Implementation:InternLM Lmdeploy AttentionIterator
| Knowledge Sources | |
|---|---|
| Domains | GPU_Kernels, Attention |
| Last Updated | 2026-02-07 15:00 GMT |
Overview
Base iterator classes for loading KV cache tiles from global memory to shared memory, including thread-map-based offset computation and a combiner for pairing data and quantization parameter iterators.
Description
BaseGmemIterator establishes the common pattern for global-to-shared-memory KV tile loading. It uses a Map type to compute per-thread (offset_s, offset_c) coordinates and provides SetSmem to bind a shared memory target and ClearSmem to zero-initialize shared memory tiles. BaseSmemIterator wraps a shared memory pointer with a layout accessor.

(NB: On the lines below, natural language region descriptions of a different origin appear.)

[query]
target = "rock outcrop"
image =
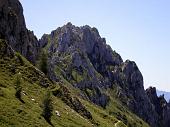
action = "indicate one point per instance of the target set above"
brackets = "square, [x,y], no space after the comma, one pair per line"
[161,106]
[81,56]
[84,59]
[13,29]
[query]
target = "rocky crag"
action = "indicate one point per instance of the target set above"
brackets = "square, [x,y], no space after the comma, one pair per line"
[79,56]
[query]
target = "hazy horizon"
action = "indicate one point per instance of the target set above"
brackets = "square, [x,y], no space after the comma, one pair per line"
[137,30]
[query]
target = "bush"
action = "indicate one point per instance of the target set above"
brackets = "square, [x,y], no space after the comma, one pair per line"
[43,62]
[18,88]
[47,107]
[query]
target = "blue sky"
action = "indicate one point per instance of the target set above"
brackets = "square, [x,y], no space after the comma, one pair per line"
[138,30]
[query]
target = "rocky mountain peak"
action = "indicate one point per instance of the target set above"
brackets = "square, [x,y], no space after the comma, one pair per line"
[13,29]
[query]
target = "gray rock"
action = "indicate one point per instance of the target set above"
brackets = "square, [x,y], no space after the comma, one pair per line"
[13,29]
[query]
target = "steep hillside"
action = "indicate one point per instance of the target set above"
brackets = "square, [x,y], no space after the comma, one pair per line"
[27,109]
[13,29]
[80,56]
[166,94]
[69,78]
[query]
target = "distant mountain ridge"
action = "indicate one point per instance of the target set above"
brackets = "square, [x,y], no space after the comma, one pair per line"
[88,83]
[166,94]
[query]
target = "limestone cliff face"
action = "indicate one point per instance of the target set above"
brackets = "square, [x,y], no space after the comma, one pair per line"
[88,63]
[162,108]
[81,56]
[13,29]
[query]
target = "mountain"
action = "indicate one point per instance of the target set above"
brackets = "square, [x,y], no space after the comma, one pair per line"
[166,94]
[70,77]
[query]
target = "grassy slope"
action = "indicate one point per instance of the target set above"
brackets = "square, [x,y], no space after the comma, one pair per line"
[15,113]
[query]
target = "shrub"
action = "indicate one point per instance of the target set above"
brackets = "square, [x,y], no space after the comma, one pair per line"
[18,88]
[43,62]
[47,107]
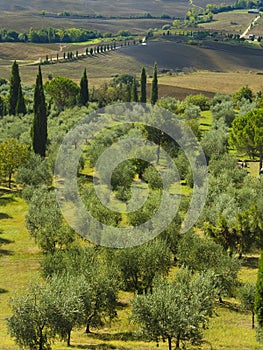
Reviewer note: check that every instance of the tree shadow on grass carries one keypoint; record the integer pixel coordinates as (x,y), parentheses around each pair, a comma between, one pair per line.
(97,347)
(5,216)
(4,240)
(250,262)
(6,200)
(6,252)
(122,336)
(229,305)
(2,291)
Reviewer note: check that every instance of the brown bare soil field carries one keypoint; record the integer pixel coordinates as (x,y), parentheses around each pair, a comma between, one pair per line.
(232,21)
(180,93)
(103,7)
(212,56)
(217,68)
(22,22)
(214,82)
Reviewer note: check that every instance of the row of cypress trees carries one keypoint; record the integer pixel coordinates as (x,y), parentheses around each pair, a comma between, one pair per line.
(39,128)
(16,105)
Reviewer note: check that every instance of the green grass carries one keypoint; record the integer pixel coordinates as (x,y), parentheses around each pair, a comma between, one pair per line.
(205,120)
(91,42)
(228,329)
(18,257)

CombinedIterator composes two iterators (typically data + quantization parameters) into a single unit with unified Prefetch, Load, Save, and ClearSmem interfaces.
Usage
BaseGmemIterator is the base for architecture-specific iterators (Sm70GmemIterator, Sm80GmemIterator). CombinedIterator is used when KV quantization is enabled to pair data and parameter loading.
Code Reference
Source Location
- Repository: InternLM_Lmdeploy
- File: src/turbomind/kernels/attention/iterator.h
- Lines: 1-127
Signature
template<class T, class Map, class SmemLayout>
struct BaseGmemIterator {
using ElementType = T;
using AccessType = Array<T, Map::kAccessC>;
static constexpr int kIterCount = Map::kIterS * Map::kIterC;
using Fragment = Array<T, Map::kAccessC>[Map::kIterS][Map::kIterC];
__device__ BaseGmemIterator();
__device__ void SetSmem(Pointer smem);
__device__ void ClearSmem(int pipe_iter = 0);
};
template<class T, class Layout>
struct BaseSmemIterator {
__device__ explicit BaseSmemIterator(T* smem);
};
template<class Iterator0, class Iterator1>
struct CombinedIterator {
struct Fragment { ... };
template<typename... Args>
__device__ void Prefetch(Args... args);
template<bool is_residue, class CacheIter>
__device__ void Load(const CacheIter&, Fragment&, int max_s);
__device__ void Save(const Fragment&);
__device__ void ClearSmem(int pipe_iter = 0);
template<class P0, class P1>
__device__ void SetSmem(P0, P1);
};
Import
#include "src/turbomind/kernels/attention/iterator.h"
I/O Contract
Inputs
| Name | Type | Required | Description |
|---|---|---|---|
| T | typename | Yes | Element type for the iterator |
| Map | typename | Yes | Thread mapping type (e.g., RakedThreadMap) |
| SmemLayout | typename | Yes | Shared memory layout with swizzle |
Outputs
| Name | Type | Description |
|---|---|---|
| Fragment | Array<T,...>[IterS][IterC] | Loaded KV tile data in registers |
| smem_ | Pointer | Shared memory region written during Save/ClearSmem |
Usage Examples
// Composed into architecture-specific iterators:
using GmemIterK = Sm80GmemIterator<half, ThreadMapKV, SmemLayoutK, 0>;
using GmemIterV = Sm80GmemIterator<half, ThreadMapKV, SmemLayoutV, 1>;
// With quantization:
using CombinedK = CombinedIterator<GmemIterK, Sm80GmemIterator<half, ThreadMapKVp, SmemLayoutKVp, 2>>;